Um es auf den Punkt zu bringen: Zumindest den Betretungsverboten der NABU-Flächen konnte ich genügen, die der LBMV schienen mir oft willkürlich aufgestellt und sie beinhalteten sogar den neu angelegten Aussichtspunkt ‘Römerkeller’ mit Rastplatz als nicht erlaubt. Von daher musste ich mich an einigen Stellen mangels Alternative über die Verbote hinwegsetzen. Da muss aus meiner Sicht von Seiten der Betreiber deutlich mehr Transparenz und frei zugängliche digitale Information für die Planung geliefert werden, zumal es auch einen offiziellen(?), nicht ausgeschilderten Wanderweg um den Bergheider See gibt ( https://www.mitgas.de/privatkunden/meine-vorteile/meine-vorteile-wandern/september-rundweg-um-den-bergheider-see ). Aus den genannten Gründen kann ich natürlich bei dieser Strecke NICHT zum Nachwandern animieren, was schade ist, denn:
Für mich war das eine unglaublich schöne und interessante Tour! Dabei war der Bergheider See gar nicht mal das Besondere, dafür umso mehr natürlich der ‘Liegende Eiffelturm’, die gigantische F60-Förderbrücke, die dort am Ufer als begehbares Museumsstück abgestellt wurde. Vor allem faszinierten mich die Kontraste: am Anfang das typische kontrolliert wassergefüllte große 08/15-Restloch, dann aber die sehr grüne ‘Mini-Serengeti’ der nicht gefluteten Innenkippe, später einige herrliche Biotope gefolgt von einer lebensfeindlichen Ödnislandschaft ganz ohne Vegetation. Sehr spannend auch der rundum weggebaggerte Ort Kostebrau in seiner surrealen Insellage, sicherlich in dieser Form ein Unikat in der Region. Auch der Weg weiter in Richtung Lauchhammer gefiel mir sehr gut im zweiten Abschnitt, auf einem schmalen Pfad durch dichtes Grün umgeben von teils bizarren, erodierten Hängen.
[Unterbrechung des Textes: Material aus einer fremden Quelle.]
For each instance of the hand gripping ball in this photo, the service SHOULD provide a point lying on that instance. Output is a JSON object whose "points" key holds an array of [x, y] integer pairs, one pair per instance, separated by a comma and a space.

Hier die — leider ungenauen — Infos der LMBV zu Sperrbereichen in der brandenburgischen und sächsischen Lausitz mit PDF-Download: https://www.lmbv.de/bergbaufolgen/bergschaeden-sperrungen/sperrbereiche-lausitz/
Man kann dort sogar einen ‘Antrag für das Betreten von Flächen mit eingeschränkter Nutzung’ stellen, wenn man keine Angst vor einer Absage hat ;-)
Ähnliche Touren im südlichen Brandenburg von mir werden sicher noch folgen, auch wenn ich dann etwas mehr Aufwand in die Vorab-Recherche stecken werde, um nachwanderbare Routen verfügbar zu machen.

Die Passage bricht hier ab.